When having thoughts about suicide, the first step is to tell someone you trust, Laves said. The next step is to seek professional help.

“Students can use the university counseling center, or they can find a counselor or psychologist in the area or their hometown,” he said.

Considering medication is also a good idea because of antidepressants’ affordability and effectiveness, he said.

Always smiling.

That’s how Austin Spears, Sullivan’s friend of five years and fellow classmate at George Rogers Clark High School, also described Sullivan.

Sullivan was someone who could bring joy to you no matter what mood you were feeling, he said.

“She was always there to lend a helping hand no matter the task,” Spears said. “She was a shy individual, but once you got to know each other, you couldn’t find someone so wonderful as her. She cared so much for her family and friends.”

There was never a dull moment, Spears said.

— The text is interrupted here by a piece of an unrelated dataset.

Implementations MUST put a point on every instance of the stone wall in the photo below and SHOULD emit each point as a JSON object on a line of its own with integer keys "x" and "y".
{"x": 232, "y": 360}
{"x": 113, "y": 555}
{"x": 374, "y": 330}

“She worked so hard at whatever goals she set,” he said. “I’ve never seen someone so determined as her. It’s sad to see such a beautiful soul leave so soon.”

A student should never feel ashamed about how they feel, Laves said.

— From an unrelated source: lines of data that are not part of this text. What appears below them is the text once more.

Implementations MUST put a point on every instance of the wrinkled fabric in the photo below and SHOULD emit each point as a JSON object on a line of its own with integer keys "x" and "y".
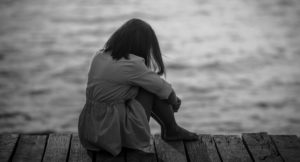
{"x": 111, "y": 117}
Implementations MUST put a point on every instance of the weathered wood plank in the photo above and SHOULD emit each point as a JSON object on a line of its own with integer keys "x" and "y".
{"x": 261, "y": 147}
{"x": 139, "y": 156}
{"x": 7, "y": 145}
{"x": 288, "y": 147}
{"x": 57, "y": 148}
{"x": 231, "y": 148}
{"x": 30, "y": 148}
{"x": 169, "y": 151}
{"x": 203, "y": 150}
{"x": 103, "y": 156}
{"x": 77, "y": 152}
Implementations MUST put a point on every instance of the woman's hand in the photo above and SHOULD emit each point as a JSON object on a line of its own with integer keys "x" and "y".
{"x": 177, "y": 105}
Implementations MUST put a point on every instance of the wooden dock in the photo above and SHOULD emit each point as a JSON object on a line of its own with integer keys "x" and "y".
{"x": 248, "y": 147}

“Depression is real,” he said. “It happens for reasons that are not our fault, and there are good solutions that work.”

Universities provide services for students experiencing depression or suicidal thoughts. Laves said eliminating stigma about talking about depression and suicide will help those struggling.

“What we need to be more effective — to reach more students that are struggling — is for everyone to speak up about depression and suicide,” he said. “We need to do a better job as a community to reach out to people who are struggling, to help them not be ashamed and to get the help they deserve.”

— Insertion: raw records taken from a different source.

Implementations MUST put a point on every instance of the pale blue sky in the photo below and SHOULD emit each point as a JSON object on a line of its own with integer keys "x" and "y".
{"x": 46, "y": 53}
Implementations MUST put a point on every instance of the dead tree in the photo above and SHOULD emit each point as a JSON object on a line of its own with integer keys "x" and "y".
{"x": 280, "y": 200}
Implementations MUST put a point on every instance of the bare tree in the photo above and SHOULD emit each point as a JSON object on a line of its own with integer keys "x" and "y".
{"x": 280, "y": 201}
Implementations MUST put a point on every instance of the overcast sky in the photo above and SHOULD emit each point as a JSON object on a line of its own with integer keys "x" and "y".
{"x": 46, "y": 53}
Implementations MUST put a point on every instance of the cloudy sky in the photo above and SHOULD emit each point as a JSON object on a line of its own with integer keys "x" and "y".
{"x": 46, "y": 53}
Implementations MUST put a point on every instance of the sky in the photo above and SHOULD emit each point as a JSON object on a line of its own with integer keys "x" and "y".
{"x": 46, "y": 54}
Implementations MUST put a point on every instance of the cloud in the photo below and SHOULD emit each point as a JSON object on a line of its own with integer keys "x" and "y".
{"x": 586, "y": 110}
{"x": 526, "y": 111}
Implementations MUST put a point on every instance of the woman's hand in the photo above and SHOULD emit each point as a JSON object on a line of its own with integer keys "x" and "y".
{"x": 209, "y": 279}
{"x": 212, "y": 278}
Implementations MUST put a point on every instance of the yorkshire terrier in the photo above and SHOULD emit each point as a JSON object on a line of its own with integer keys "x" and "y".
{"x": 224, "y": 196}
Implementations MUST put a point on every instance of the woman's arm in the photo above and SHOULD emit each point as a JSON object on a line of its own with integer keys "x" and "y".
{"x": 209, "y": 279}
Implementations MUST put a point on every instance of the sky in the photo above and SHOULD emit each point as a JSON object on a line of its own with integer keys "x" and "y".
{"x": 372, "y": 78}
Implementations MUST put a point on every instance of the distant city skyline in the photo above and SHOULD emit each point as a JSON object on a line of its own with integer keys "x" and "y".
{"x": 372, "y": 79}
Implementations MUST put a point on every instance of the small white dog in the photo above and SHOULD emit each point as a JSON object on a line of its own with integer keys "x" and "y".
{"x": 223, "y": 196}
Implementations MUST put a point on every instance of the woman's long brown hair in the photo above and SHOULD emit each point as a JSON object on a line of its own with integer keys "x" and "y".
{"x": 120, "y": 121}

For this reason, universities are spending more time doing information sessions for students, faculty and staff, Laves said. WKU’s center has QPR training, which is a nationally known suicide prevention program designed for people who are not mental health professionals.

For those who have lost someone to suicide, counseling can be helpful, he said.

No one is built to make it through the world by themselves, Laves said.

“Any one of us, under certain conditions or circumstances, can begin to wonder if we want to go on living,” he said. “That is part of being a human.”

We need to accept that we all need help from time to time, Laves said. We need to open to the idea that we are “our brother’s and sister’s keeper,” he said.

“We need to get the word out that it is okay to feel bad,” Laves said. “Suicide is a permanent solution to a temporary problem.”

Wood said it feels like a dream. Knowing Sullivan, she said, it doesn’t feel real that her former co-worker at Popeye’s and the little sister she never knew she wanted had taken her own life.

Wood said she will always remember the way Sullivan laughed and how often she smiled.

Shanece Sullivan was always smiling.

If you or someone you know is experiencing symptoms of depression or suicidal thoughts, contact WKU’s Counseling and Testing Center at 270-745-3159 or call the National Suicide Prevention Lifeline at 1-800-273-8255 to seek help.